MA IN AMERICA È UN’ABITUDINE
L’astensionismo è una malattia cronica della democrazia. Nell’antica Atene lo si curò pagando l’equivalente di una giornata lavorativa ai cittadini che si recavano in assemblea; in alcune democrazie moderne il diritto di voto lo si rende un dovere, multando chi non si reca alle urne. Ma nella patria della democrazia moderna, gli Stati Uniti, non si sono mai usati né incentivi né punizioni per impedire quello che è sempre stato un fenomeno corrente e perfino stimolato. La partecipazione al voto era bassissima anche nel Settecento, negli anni della fondazione, quando a rigor di logica ci si poteva attendere che la passione politica albergasse nei cuori degli ribelli di Sua Maestà britannica e soprattutto quando erano ancora pochi a godere del diritto di voto, del resto associato alla tutela degli interessi dei proprietari. Contrariamente agli stati europei che sono diventati democratici lottando contro nemici interni (gli aristocratici), una situazione che spiega sia la forte motivazione ideologica che l’identificazione del diritto di voto con la libertà politica, lo stato americano è nato repubblicano, opera di pochi virtuosi in reazione contro una monarchia degenerata, ma senza per questo volere un governo democratico. I padri fondatori erano decisamente diffidenti verso la democrazia, nel loro secolo qualificata come dispotismo della massa. Quindi quando misero nel consenso il fondamento della loro repubblica lo fecero senza pensare che nella partecipazione politica risiedesse la libertà . L’appello alla partecipazione era raro negli scritti dei padri fondatori. Del resto, il diritto di voto è stato da subito concepito come un diritto dell’individuo, simile a quello di parola o di religione; un diritto che lo stato si impegnava a garantire rendendone l’uso sicuro, non facile. Per essere liberi è sufficiente avere un diritto, non è necessario usarlo. Questa visione – che si regge su una diffidenza profonda verso la politica istituzionalizzata – non è cambiata quando dopo la guerra civile agli schiavi è stato concesso il diritto di voto, passo decisivo verso il suffragio universale. L’associazione della libertà con l’avere, non l’esercitare, il diritto di voto spiega perché nonostante le lotte pionieristiche delle suffragiste americane l’affluenza alle urne non è mai stata ampia neppure nei momenti politicamente più attivi.

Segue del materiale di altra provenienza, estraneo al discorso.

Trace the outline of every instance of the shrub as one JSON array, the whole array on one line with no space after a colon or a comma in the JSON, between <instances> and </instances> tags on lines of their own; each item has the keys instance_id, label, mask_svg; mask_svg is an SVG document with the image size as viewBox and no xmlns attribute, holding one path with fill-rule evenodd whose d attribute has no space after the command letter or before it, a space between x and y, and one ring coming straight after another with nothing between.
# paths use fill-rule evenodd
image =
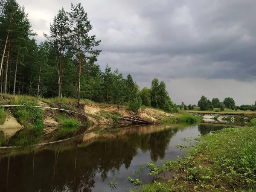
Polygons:
<instances>
[{"instance_id":1,"label":"shrub","mask_svg":"<svg viewBox=\"0 0 256 192\"><path fill-rule=\"evenodd\" d=\"M256 119L253 119L250 120L249 125L250 126L256 126Z\"/></svg>"},{"instance_id":2,"label":"shrub","mask_svg":"<svg viewBox=\"0 0 256 192\"><path fill-rule=\"evenodd\" d=\"M141 106L141 109L142 109L142 111L145 111L145 110L146 109L146 106L145 105L143 105L142 106Z\"/></svg>"},{"instance_id":3,"label":"shrub","mask_svg":"<svg viewBox=\"0 0 256 192\"><path fill-rule=\"evenodd\" d=\"M210 105L209 109L211 111L213 110L214 109L214 107L213 107L213 105Z\"/></svg>"},{"instance_id":4,"label":"shrub","mask_svg":"<svg viewBox=\"0 0 256 192\"><path fill-rule=\"evenodd\" d=\"M224 109L225 109L225 105L223 104L223 103L221 103L220 104L220 110L222 111L224 111Z\"/></svg>"},{"instance_id":5,"label":"shrub","mask_svg":"<svg viewBox=\"0 0 256 192\"><path fill-rule=\"evenodd\" d=\"M3 108L0 108L0 125L3 125L5 122L7 114Z\"/></svg>"},{"instance_id":6,"label":"shrub","mask_svg":"<svg viewBox=\"0 0 256 192\"><path fill-rule=\"evenodd\" d=\"M137 113L140 108L142 106L142 101L140 97L134 99L132 101L129 102L129 108L134 113Z\"/></svg>"}]
</instances>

La scienza politica americana riflette il timore della democrazia partecipativa dei padri fondatori. Per autori liberali come Walter Lippmann, la sovranità democratica e l’espressione della volontà popolare erano sinonimi di tirannia della maggioranza, non di buon governo né di libertà . Per molti autori del ventesimo secolo, la politica era un’attività di secondaria importanza: se le cose vanno bene, questa la loro convinzione, non c’è ragione che il popolo si affanni a perdere tempo con la politica. Negli anni ’30 e ’40, in risposta ai dispotismi di massa europei, si consolidò la convinzione che quando l’attività politica è vigorosa, come per esempio nella Germania che portò a Hitler, la democrazia è in imminente pericolo. L’apatia venne per questo ritenuta un segno di salute della democrazia, un indicatore che non c’erano problemi per i quali mobilitarsi. Oggi sembra vero l’opposto. La disaffezione degli elettori è un segno nemmeno troppo criptico di un profondo senso di malessere politico. E preoccupa il presagio che la robusta partecipazione elettorale (57%) che segnò la vittoria di Obama non sarà replicata il prossimo novembre. La defezione elettorale è a tutti gli effetti il segno dell’insoddisfazione dei cittadini verso una classe politica timida e poco competente, quando non disonesta, e verso le sue promesse non mantenute.